— И уже не помнит о том, зачем он это начал делать, — глаголю я.
— А начал он это потому, что получал Блаженство, — резюмирую я.
— Есть еще один момент, — воздеваю руку с вилкой я.
— Который очень тонко прочувствовал Шекспир, — говорю я.
— Занимавшийся, по вашим меркам, — рычу я.
— Су-е-т-ой, — чеканю я.
— Потому что Шекспир, видите ли, бля, был скоморохом, сочинявшим занятные истории для быдла.
— И если бы быдлу не нравилось, как угождает им Шекспир, они не голосовали бы за него рублем, — морщусь я, поняв, что пропустил штамп.
— Ну или фунтом, или что они там платили?
— И где вы и где он, — спрашиваю я, — этот, бля, Шекспир?
Все молчат. Я поддеваю вилкой что-то красное, жирное и распластанное: красная рыба, что ли, и, подумав, отбрасываю ее на стол. И снова начинаю кричать:
— Творчество — это оргазм, а оргазм разве длится вечно? Он короток. испытай его и возблагодари Бога.
— В остальное же время, мать твою.
— Ты должен хранить себя в чистоте, красоте и первозданной невинности, — чувствую я себя проповедником.
— И содержать свое тело — этот Храм — в котором ты служишь, бля, Богу тем, что пишешь, — в тепле, сытости и комфорте.
— Не рабско-зажратом, не в комфорте зажратого слизняка, но в достойном состоянии, потому что твое, бля, тело, я повторяю для тупых, Храм.
— И оно должно быть сыто, обуто, одето, гладко выбрито и довольно.
— И дать этого мне так называемая духовность не может.
— Поэтому.
— Чтобы не сойти с ума.
— От постоянного напряжения.
— Экзальтации и мученичества.
— Которые сопровождают.
— Всякого писателя.
— Если, конечно, он писатель.
— А не говно, пишущее потому, что пора что-то там написать, — визжу я.
— В оставшееся от творчества время, — бью я тарелку об колонну.
— Я.
— Должен.
— Быть, бля.
— Нормальным.
— Человеком. С нормальными.
— Человеческими. Бедами и радостями. С нормальной.
— Человеческой, — хриплю я.
— Бля, жизнью. С работой, деньгами, и всем-всем-всем, что есть у обычных.
— Людей, — опрокидываю я столы.
— Иначе, — реву я.
— Я с ума сойду.
— А я и так.
— Близок к этому. Я совершенно измотан и издерган.
— Я не желаю слышать про вашу сраную духовность ни хера. Каждый раз.
— Я волочу этот гребанный камень на дурацкую гору.
— Каждый раз. Я оргазмирую, когда он вот-вот.
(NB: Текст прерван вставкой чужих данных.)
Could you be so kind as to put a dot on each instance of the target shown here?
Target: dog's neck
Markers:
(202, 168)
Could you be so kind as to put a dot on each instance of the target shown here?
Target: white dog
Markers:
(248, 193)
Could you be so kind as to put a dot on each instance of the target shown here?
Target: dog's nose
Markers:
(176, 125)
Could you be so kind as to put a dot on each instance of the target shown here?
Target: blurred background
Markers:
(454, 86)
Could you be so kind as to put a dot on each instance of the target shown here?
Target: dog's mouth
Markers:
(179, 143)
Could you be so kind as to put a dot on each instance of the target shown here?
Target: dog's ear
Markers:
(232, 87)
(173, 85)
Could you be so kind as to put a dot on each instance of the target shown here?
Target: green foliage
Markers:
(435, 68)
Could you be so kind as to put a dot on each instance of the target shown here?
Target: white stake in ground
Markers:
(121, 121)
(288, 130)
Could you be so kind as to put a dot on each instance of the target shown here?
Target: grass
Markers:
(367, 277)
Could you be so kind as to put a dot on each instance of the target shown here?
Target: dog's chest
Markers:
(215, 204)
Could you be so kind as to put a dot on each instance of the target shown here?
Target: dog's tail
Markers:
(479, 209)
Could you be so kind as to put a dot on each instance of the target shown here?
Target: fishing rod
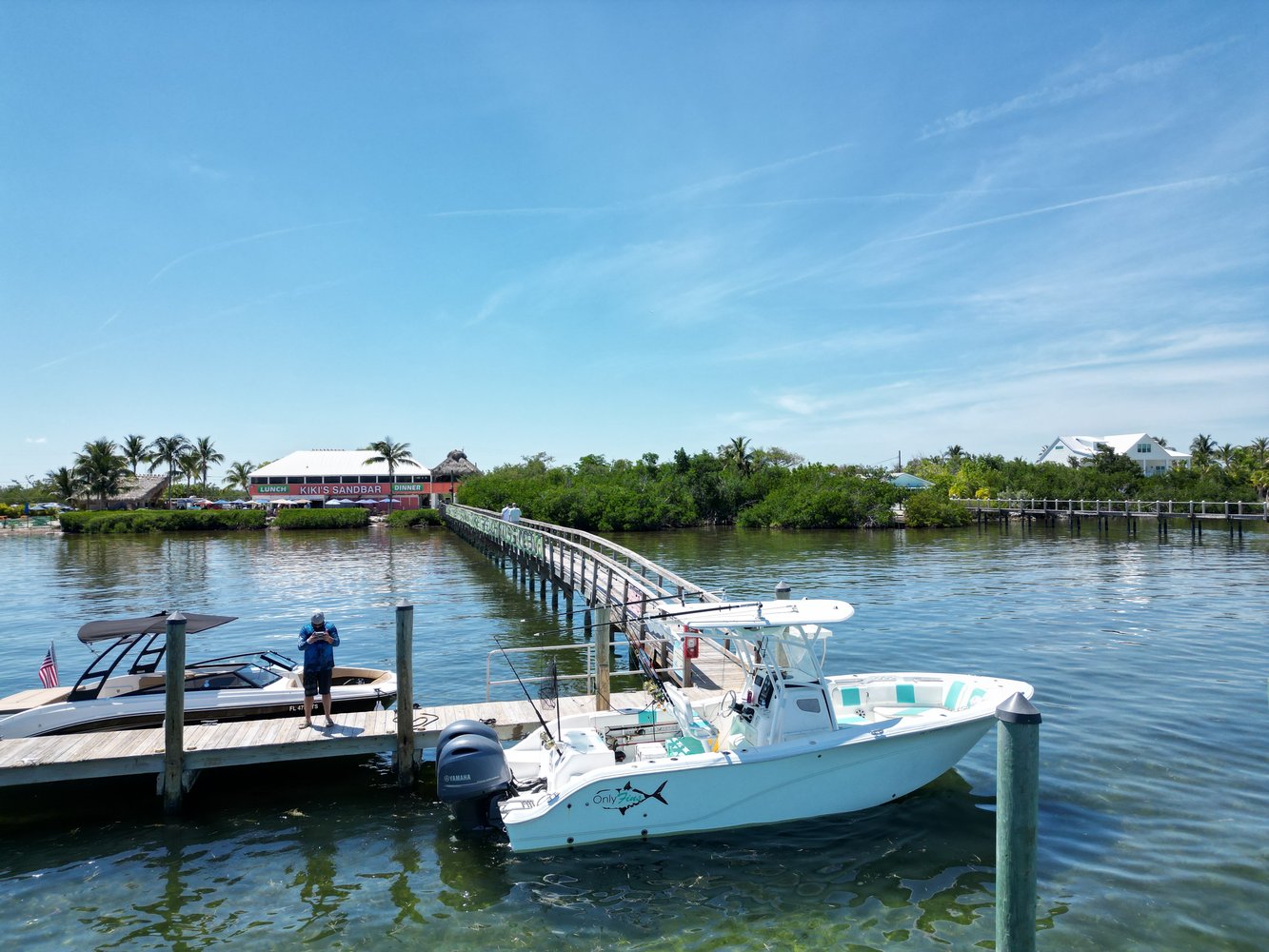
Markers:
(526, 696)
Почти. На вершине.
— И каждый раз. Рыдаю, когда он, не докатившись буквально локтя до вершины, катится.
— Мать вашу!
— Катится прямо вниз, — беззвучно хриплю я.
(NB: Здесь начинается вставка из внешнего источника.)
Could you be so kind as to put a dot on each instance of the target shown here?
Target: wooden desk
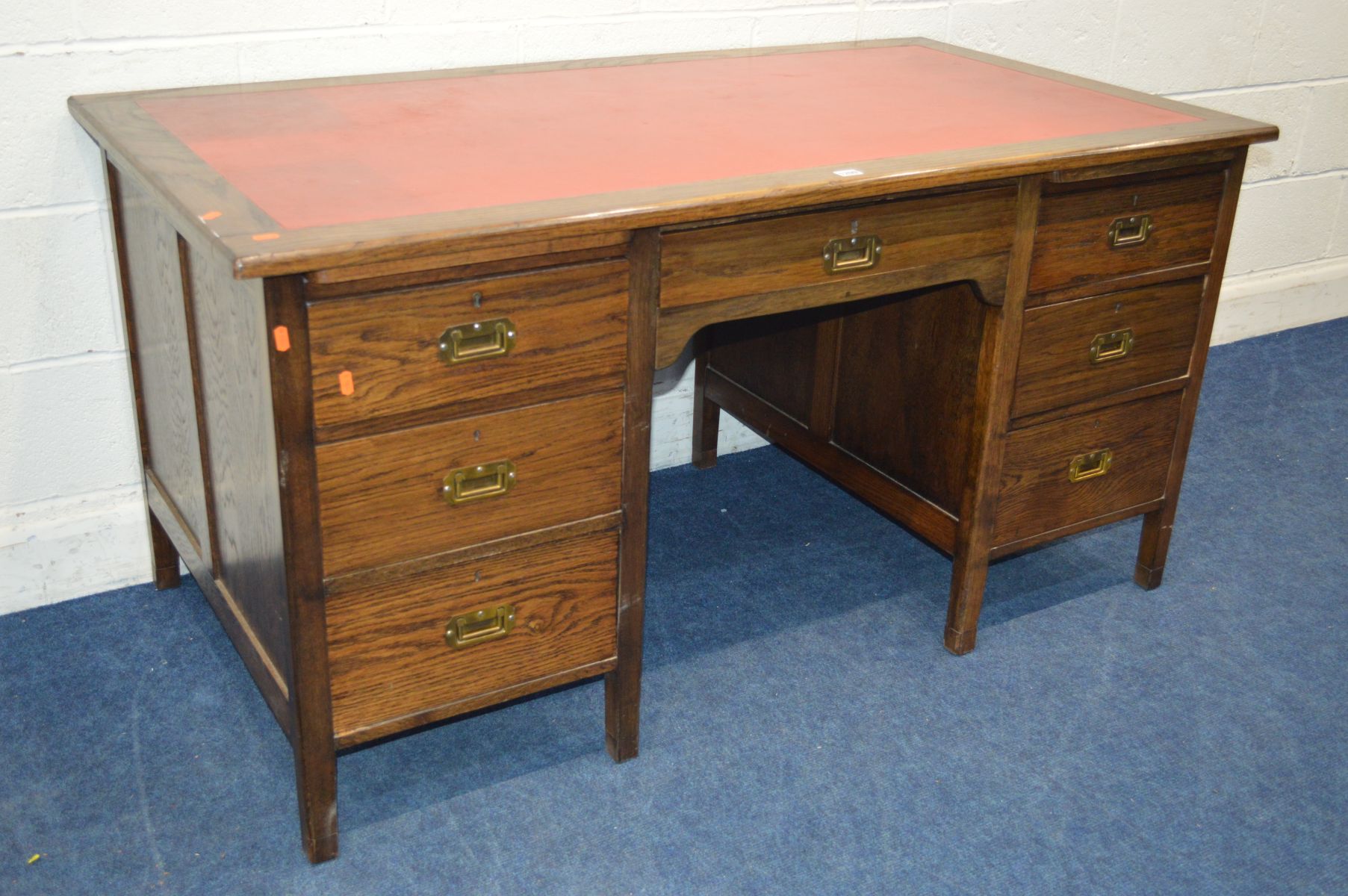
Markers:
(393, 340)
— По мне. По моим костям. По моим тканям, бля.
— Придавливая их, делая синюшными.
— Как сдохших от вашей сраной перестройки кур.
— По моему мозгу.
— По моим рукам и грудной клетке.
— И я умираю.
— Но потом что-то дает мне жизнь.
— И я снова качу, качу. Качу его, бля.
— И я страдаю, невыносимо страдаю.
— Когда возрождения не происходит. И мой камень не прикатывается.
— Молча к ногам моим.
— Как собака. Как раб.
— И как повелитель: чтобы я снова и снова катил его, — перевожу я дух.
— И я не желаю слышать от вас ничего об этом.
— Потому что для вас литература это.
— Повод позвиздеть и поесть лосося, бля.
— На очередной, бля.
— Тусовке, бля.
— А для меня она.
— Моя Голгофа и муки смертные.
— Понятно вам?! — рыдаю я.
— Вам.
— Мать вашу?!
Выдыхаю, ополаскиваю лицо холодной водой и выхожу из туалетной комнаты. У меня горит лицо, и выгляжу я уставшим. Наверное, я не очень счастливый человек? Меня не любила жена. И я вот уже больше года не могу писать. Ну, зато меня ждет Оля. Что ж, паритет.